In einem Hörsaal der Universität Hamburg: Ein Mann singt ein alevitisches Lied und begleitet sich selbst auf der türkischen Langhalslaute Bağlama. Diese Musik steht in direktem Zusammenhang mit der Antrittsvorlesung der Juniorprofessorin Handan Aksünger in alevitischer Theologie. Ein Lehrstuhl dafür wurde weltweit zum ersten Mal eingerichtet. Die Heimat der Aleviten ist die Türkei. Der Staat erkennt den Glauben der 20 Millionen Menschen aber nicht an, denn er betrachtet ihn als Teil des Islam. In Deutschland leben schätzungsweise 700.000 Aleviten, sie sind hier als Glaubensgemeinschaft anerkannt. Die Bağlama und die geistlichen Lieder, die bei diesem festlichen akademischen Ereignis vorgetragen werden, sind ein fester Bestandteil des Alevitentums. Über die Dichtung und die musikalischen Gebete wurden die Glaubensinhalte Jahrhunderte lang tradiert.

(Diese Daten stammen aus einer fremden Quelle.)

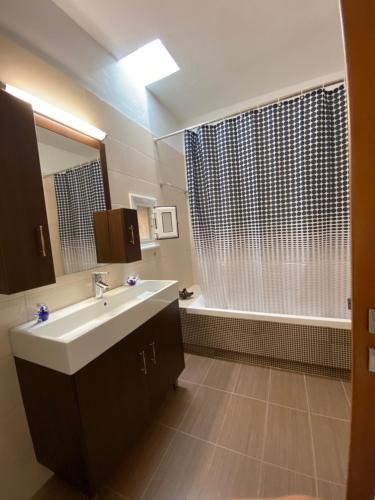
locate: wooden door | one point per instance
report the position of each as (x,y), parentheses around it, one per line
(25,251)
(359,37)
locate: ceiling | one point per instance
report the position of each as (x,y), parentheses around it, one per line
(228,51)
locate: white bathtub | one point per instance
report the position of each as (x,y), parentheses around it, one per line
(196,305)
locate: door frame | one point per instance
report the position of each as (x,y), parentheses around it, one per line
(358,21)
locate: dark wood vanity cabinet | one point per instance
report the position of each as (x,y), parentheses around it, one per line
(25,249)
(83,424)
(117,236)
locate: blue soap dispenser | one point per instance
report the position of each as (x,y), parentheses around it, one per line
(42,313)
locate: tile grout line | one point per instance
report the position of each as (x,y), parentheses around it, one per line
(264,432)
(108,488)
(311,438)
(264,401)
(172,441)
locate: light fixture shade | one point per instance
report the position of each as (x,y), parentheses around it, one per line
(149,63)
(50,111)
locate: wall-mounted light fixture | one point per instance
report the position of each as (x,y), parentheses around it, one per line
(50,111)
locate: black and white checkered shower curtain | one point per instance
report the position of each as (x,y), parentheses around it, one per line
(269,204)
(79,193)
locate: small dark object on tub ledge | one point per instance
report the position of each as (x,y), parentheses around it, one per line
(185,294)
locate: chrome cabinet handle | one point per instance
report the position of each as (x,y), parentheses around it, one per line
(152,345)
(131,228)
(144,367)
(42,242)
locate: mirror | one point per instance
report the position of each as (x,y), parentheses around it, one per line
(74,188)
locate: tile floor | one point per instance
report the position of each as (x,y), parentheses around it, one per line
(236,431)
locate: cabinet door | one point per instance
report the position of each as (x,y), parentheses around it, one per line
(25,253)
(117,236)
(113,398)
(165,353)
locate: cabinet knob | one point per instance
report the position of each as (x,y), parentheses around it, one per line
(153,347)
(144,364)
(131,229)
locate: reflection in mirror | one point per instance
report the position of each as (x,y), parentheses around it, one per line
(73,189)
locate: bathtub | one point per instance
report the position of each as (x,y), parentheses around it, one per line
(302,343)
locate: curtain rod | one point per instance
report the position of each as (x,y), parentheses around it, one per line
(266,103)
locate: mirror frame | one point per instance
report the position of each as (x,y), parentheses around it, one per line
(60,129)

Handan Aksünger stellt deswegen einige Verse des alevitischen Dichters und Barden Meluli in deutscher Übersetzung ihrer Vorlesung voran.
"Gott ist uns näher als wir uns selbst. Du brauchst nicht in die Ferne zu gehen, um dies zu sehen. Öffne deine Augen und erblicke den Menschen. Sei wachsam und geh mit dem Einklang. Verlasse nicht die wahre Perle im Menschen und gehe nicht in die Wildnis. Das ist das Wort der vier Bücher. Das ist der Kern der Wahrheit. Das ist die Spur der Wirklichkeiten. Verlasse diesen Weg nicht. Ich bin Meluli, äußerlich ein Mensch; innerlich die verborgene Wahrheit Gott."

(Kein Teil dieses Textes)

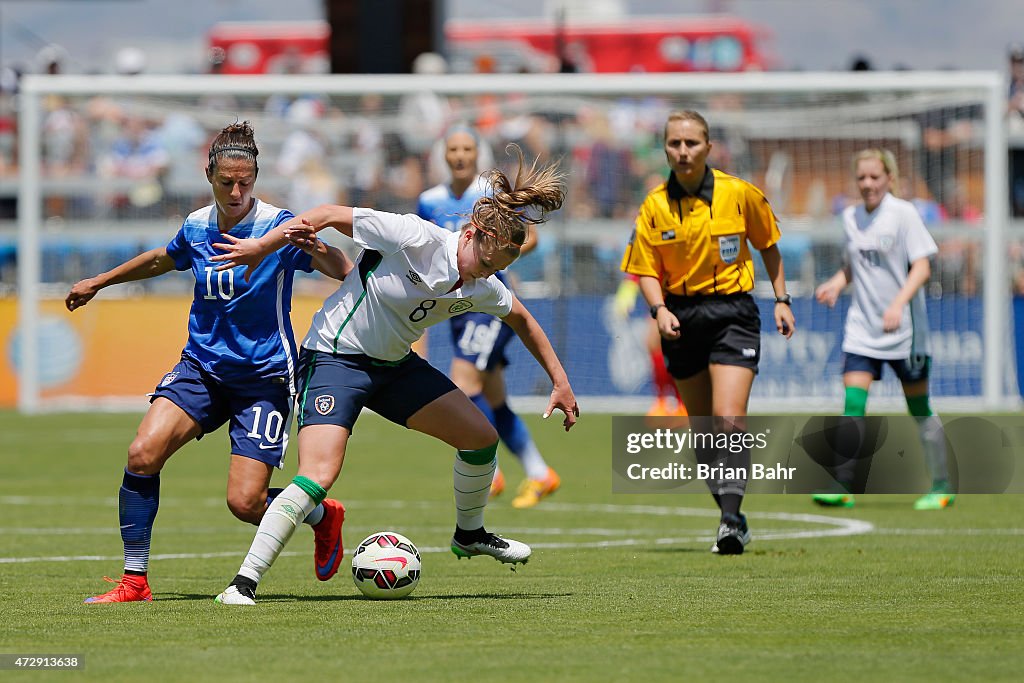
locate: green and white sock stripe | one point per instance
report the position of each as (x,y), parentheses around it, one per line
(279,523)
(472,474)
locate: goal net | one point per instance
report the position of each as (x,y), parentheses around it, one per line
(111,165)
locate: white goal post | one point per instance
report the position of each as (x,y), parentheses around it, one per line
(834,109)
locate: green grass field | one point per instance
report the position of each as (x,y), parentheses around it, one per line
(621,588)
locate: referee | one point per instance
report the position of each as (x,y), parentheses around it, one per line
(691,251)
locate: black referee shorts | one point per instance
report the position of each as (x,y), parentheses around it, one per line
(721,329)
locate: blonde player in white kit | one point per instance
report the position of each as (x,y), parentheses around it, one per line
(410,275)
(887,260)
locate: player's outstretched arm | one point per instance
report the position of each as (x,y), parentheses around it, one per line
(148,264)
(828,291)
(327,215)
(328,259)
(527,329)
(251,251)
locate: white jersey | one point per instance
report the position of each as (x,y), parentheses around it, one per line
(880,248)
(403,282)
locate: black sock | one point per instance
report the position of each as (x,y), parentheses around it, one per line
(730,503)
(471,536)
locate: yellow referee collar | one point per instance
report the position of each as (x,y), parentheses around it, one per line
(705,191)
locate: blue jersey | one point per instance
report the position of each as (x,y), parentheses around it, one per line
(442,208)
(238,330)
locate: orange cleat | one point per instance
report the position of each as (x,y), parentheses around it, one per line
(498,483)
(328,548)
(131,588)
(532,492)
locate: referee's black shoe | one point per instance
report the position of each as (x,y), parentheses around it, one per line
(733,535)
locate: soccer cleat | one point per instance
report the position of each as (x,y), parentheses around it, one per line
(328,547)
(131,588)
(498,483)
(237,595)
(834,500)
(532,492)
(733,535)
(503,550)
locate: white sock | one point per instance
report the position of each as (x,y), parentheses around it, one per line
(933,438)
(472,487)
(532,462)
(282,518)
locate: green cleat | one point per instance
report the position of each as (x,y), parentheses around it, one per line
(834,500)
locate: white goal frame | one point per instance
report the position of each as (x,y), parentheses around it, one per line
(989,87)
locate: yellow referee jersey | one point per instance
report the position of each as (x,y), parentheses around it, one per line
(697,245)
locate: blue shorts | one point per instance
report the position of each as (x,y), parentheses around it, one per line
(259,412)
(334,388)
(480,339)
(909,370)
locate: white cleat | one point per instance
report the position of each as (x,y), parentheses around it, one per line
(233,596)
(503,550)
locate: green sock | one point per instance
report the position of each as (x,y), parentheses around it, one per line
(471,478)
(856,402)
(279,523)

Vierzig Stufen zur Vervollkommnung des Menschen
Die 36-jährige Professorin Aksünger beginnt ihre Vorlesung aus zwei Gründen mit diesem Gedicht. Sie verweist damit auf die Methode und den Inhalt ihrer zukünftigen Beschäftigung mit der alevitischen Theologie. Methodisch bilden die Gedichte und Gebete eine der Hauptsäulen der Quellen des Alevitentums. Das Alevitentum ist keine Buchreligion. Es stellt den Menschen ins Zentrum. Der Mensch selbst ist das Buch, das es zu lesen und verstehen gilt, sagt der Glaube. Die Aleviten bezeichnen ihren Glauben nicht als Religion, sondern als einen Weg – den Weg zur Vervollkommnung des Menschen. Dieser Weg führt über vier spirituelle Stadien und 40 Stufen. Handan Aksünger:
"Das erste ist das Şeriat-Tor: Es sind die grundlegenden Regeln des Zusammenlebens zu lernen – nicht zu verwechseln mit dem Scharia-Verständnis. Zweitens, das Tarikat-Tor: Es ist der mystische Pfad, auf den man sich begibt, indem man diese rituellen Beziehungen eingeht. Und es ist ein Weg von außen nach innen, um im dritten Tor die Fähigkeit zur Erkenntnis zu erlangen, d.h. auch Wissen anzueignen, um die Wahrheit zu erreichen. Dies bedeutet, dass jeder und jede Person miteinander verbunden und ein Teil des Ganzen ist."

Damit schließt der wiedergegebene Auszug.